President Barack Obama now faces the heavy lifting of trying to move ahead on the lofty second-term vows and declarations he laid out in his inaugural address.
He presented a muscular retooled agenda that includes addressing climate change, controlling health care costs, advancing gay rights and tax fairness, overhauling the immigration system and curbing gun violence. And it comes amid a series of looming new fiscal fights.
The president will outline specifics in his State of the Union address Feb. 12.
The day after his second and final inauguration, Obama on Tuesday attended the National Prayer Service at Washington National Cathedral. He did not speak.

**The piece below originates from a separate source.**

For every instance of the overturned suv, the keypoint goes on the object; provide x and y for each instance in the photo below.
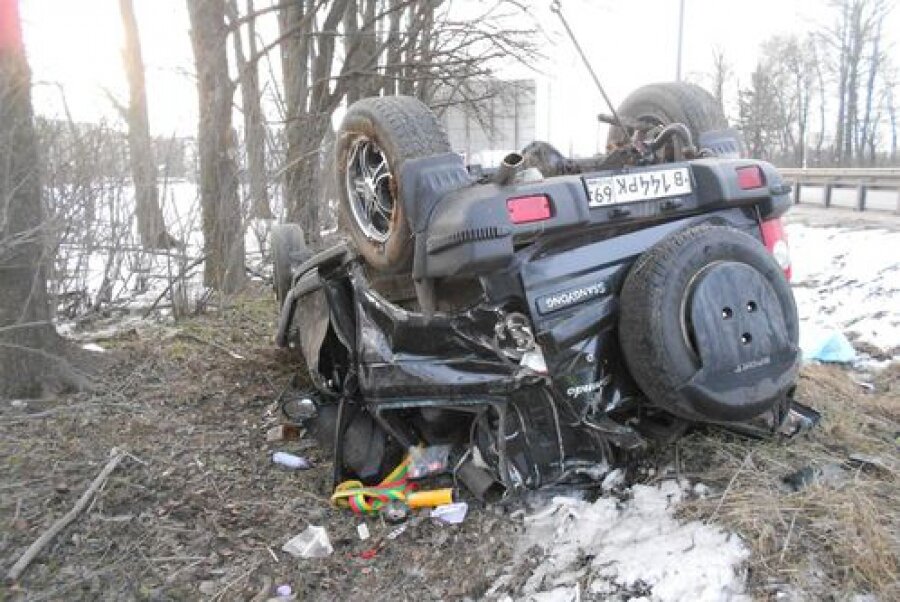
(554, 316)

He and first lady Michelle Obama also were to preside over a final inaugural ball in the evening for White House and campaign staffers. It was to feature singer Lady Gaga.
Meanwhile, the House is to vote Wednesday on a GOP leadership-proposed measure that could keep the government — temporarily — from running out of borrowing authority.
The government already has hit its $16.4 trillion debt ceiling, and Treasury Department officials say ways to pay all the bills will be used up as early as mid-February. The congressional measure would suspend the debt ceiling until May 17, and it appears to have wide support in both House and Senate.
Meanwhile, leaders of both parties are urging political reconciliation.
Senate Majority Leader Harry Reid, D-Nev., denounced the "sharp political divides" of the last Congress and said in a Senate speech that he hoped the new 113th Congress "will be characterized not by our divisions but by our renewed commitment to cooperation and compromise."
Senate Minority Leader Mitch McConnell, R-Ky., said, "Republicans are eager to work with the president" on achieving common goals. And House Speaker John Boehner, R-Ohio, said it's time to "renew the old appeal to better angels."